The effects of spinal anesthesia on temperature homeostasis have been well studied, but whether body temperature during spinal anesthesia exhibits the same characteristic changes in patients with diabetes mellitus (DM) has not been clarified. The present study measured body temperatures at the forehead and at the lower limb using a monitor of deep body temperature and compared patients with DM (n = 8) and without DM (n = 10).

Methods

Subjects comprised 18 male patients (ASA physical status I or II) undergoing spinal anesthesia for urological surgery. Changes in deep body temperatures were measured using a Coretemp “deep-tissue” thermometer.

Results

Although the forehead temperature decreased slightly in both groups after spinal anesthesia, no significant differences were noted between groups.

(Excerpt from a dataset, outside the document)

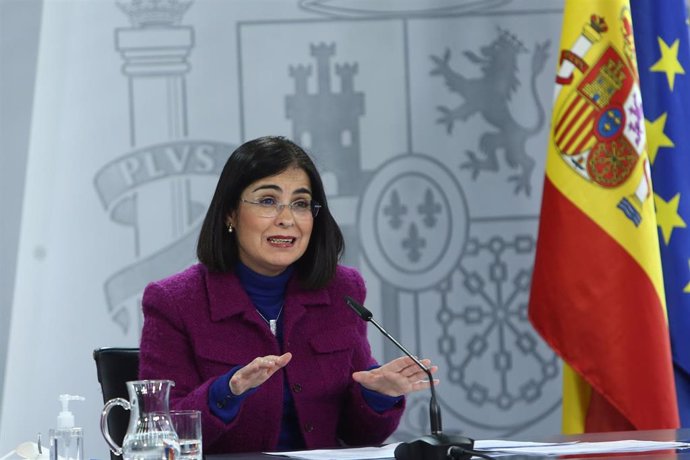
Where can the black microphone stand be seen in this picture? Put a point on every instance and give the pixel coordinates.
(438, 445)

Conversely, although the foot temperature was elevated in both groups, temperature increases were smaller in DM patients (4.0° ± 0.3°C) than in controls (4.9° ± 0.6°C). Moreover, longer times were required to display increases of 1°C and 2°C for patients with DM (1°C: 19.1 ± 4.0 min; 2°C: 25.1 ± 4.2 min) compared with controls (1°C: 9.6 ± 1.3 min; 2°C: 13.1 ± 1.5 min).

Conclusion

These data suggest that body temperature changes in patients with DM during spinal anesthesia are different from those of control patients, probably due to disorders of the vascular response.